How to Tell Petechiae From Other Red Spots

Not all red spots on the skin are the same, and size is the simplest way to distinguish them. Petechiae are smaller than 2 mm, flat, and typically red to purple. Purpura are larger than 2 mm and can be raised or flat. Ecchymosis is the medical term for a bruise, usually larger still. All three represent blood that has leaked out of vessels and settled under the skin, which is why none of them blanch with pressure.

This is an important distinction from other red spots. A common skin rash, an allergic reaction, or a spider angioma will temporarily turn white when you press a glass against it. Spots caused by bleeding underneath the skin will not. If you press on your red spots and they stay the same color, that’s a clue that blood has escaped from the vessels, which points toward either a clotting problem (like vitamin K deficiency) or a structural vessel problem (like vitamin C deficiency).

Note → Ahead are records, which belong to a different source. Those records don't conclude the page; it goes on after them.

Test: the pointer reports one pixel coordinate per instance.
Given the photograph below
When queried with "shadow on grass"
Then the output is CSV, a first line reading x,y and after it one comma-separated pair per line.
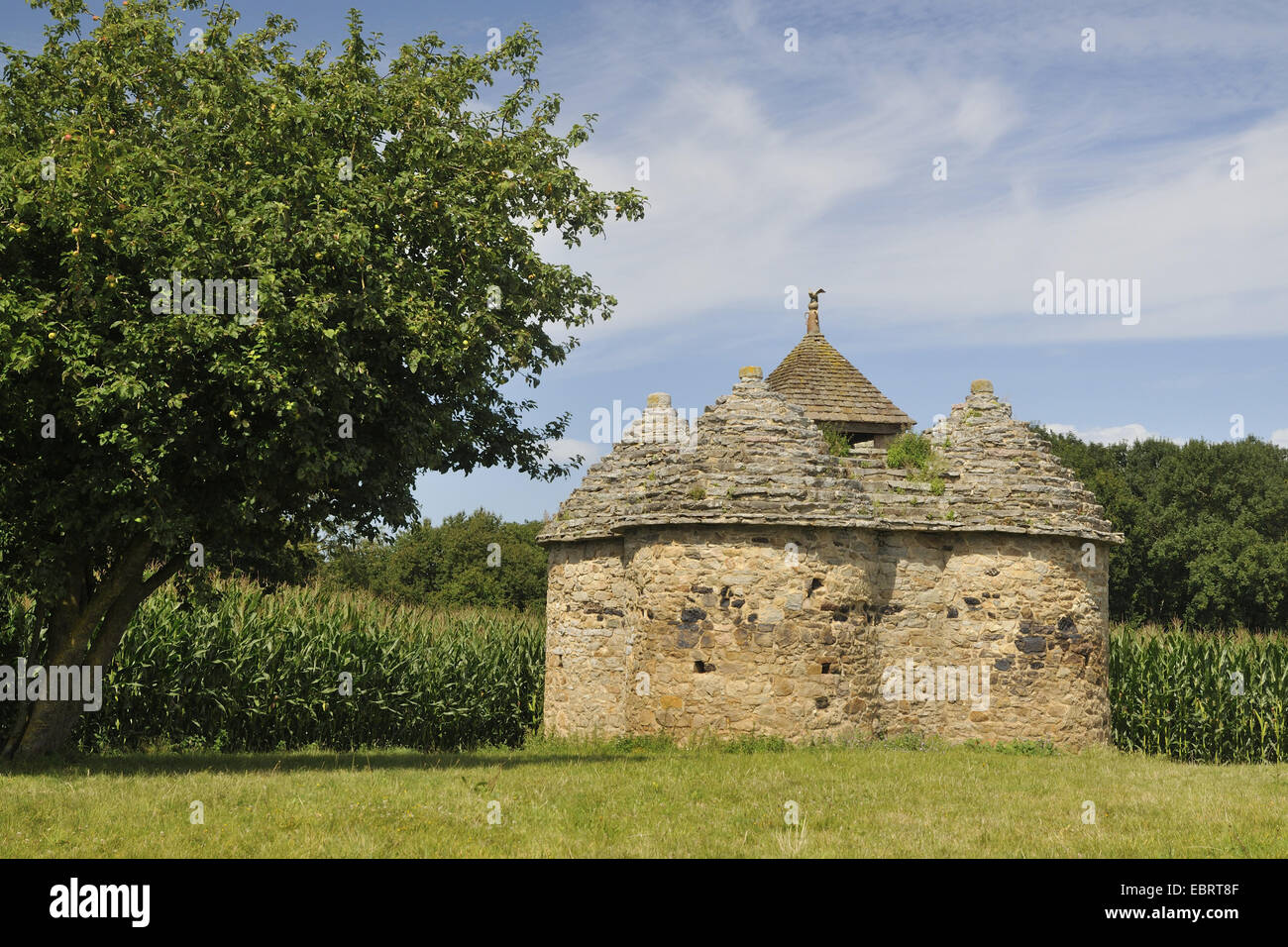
x,y
297,761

Other Nutrient Deficiencies That Affect the Skin

Niacin (Vitamin B3)

Severe niacin deficiency causes pellagra, which produces a distinctive rash that can initially appear as red, irritated patches. The key difference is location: pellagra rash shows up only on sun-exposed skin. It’s bilateral and symmetrical, meaning it looks the same on both arms, both legs, or both sides of the neck. One hallmark pattern is a broad, hyperpigmented band around the neck known as Casal’s necklace. Over time the skin becomes dry, cracked, and darkened rather than staying as discrete red dots. Pellagra is most associated with diets heavily reliant on corn or with chronic alcohol use.

Zinc

Zinc deficiency produces red, scaly patches and thin raised bumps that cluster around body openings: the mouth, eyes, genitals, and anus. The rash also appears on the hands, feet, and face. In more severe cases, the patches become erosive, and occasionally blistering or pus-filled bumps develop. This pattern is distinct from the pinpoint bleeding spots of vitamin C deficiency. Zinc deficiency can result from poor dietary intake, but it also occurs with conditions that impair absorption, particularly in infants with a genetic condition that prevents zinc uptake in the gut.

Vitamin A

Vitamin A deficiency can produce a condition sometimes called “toad skin,” where rough, raised bumps develop around hair follicles. These bumps look like permanent goosebumps and feel rough and dry. While they can appear reddened or irritated, they’re caused by a buildup of the protein keratin plugging hair follicles rather than by bleeding under the skin. This condition is most common in populations with chronically inadequate diets and is often seen alongside deficiencies in other vitamins.

Why the Cause Matters for Treatment

Identifying which deficiency is responsible matters because the response to the right supplement can be dramatic. Scurvy-related skin spots typically begin improving within days to weeks of restoring adequate vitamin C intake. The body rapidly resumes normal collagen production, capillary walls regain their strength, and new bleeding stops. Existing spots fade as the trapped blood is gradually reabsorbed.

Vitamin K-related bleeding also responds relatively quickly once levels are restored, since the liver can resume producing functional clotting factors within hours to days. Pellagra and zinc deficiency rashes similarly improve with targeted supplementation, though the timeline varies depending on severity.

The challenge is that red spots on the skin have many possible causes beyond nutrition, including blood disorders, infections, autoimmune conditions, and medication side effects. Vitamin C deficiency in particular has been mistaken for vasculitis (inflammation of blood vessels) because the skin findings can look nearly identical. A blood test measuring vitamin levels, combined with a close look at the pattern and appearance of the spots, is the most reliable way to sort out what’s happening.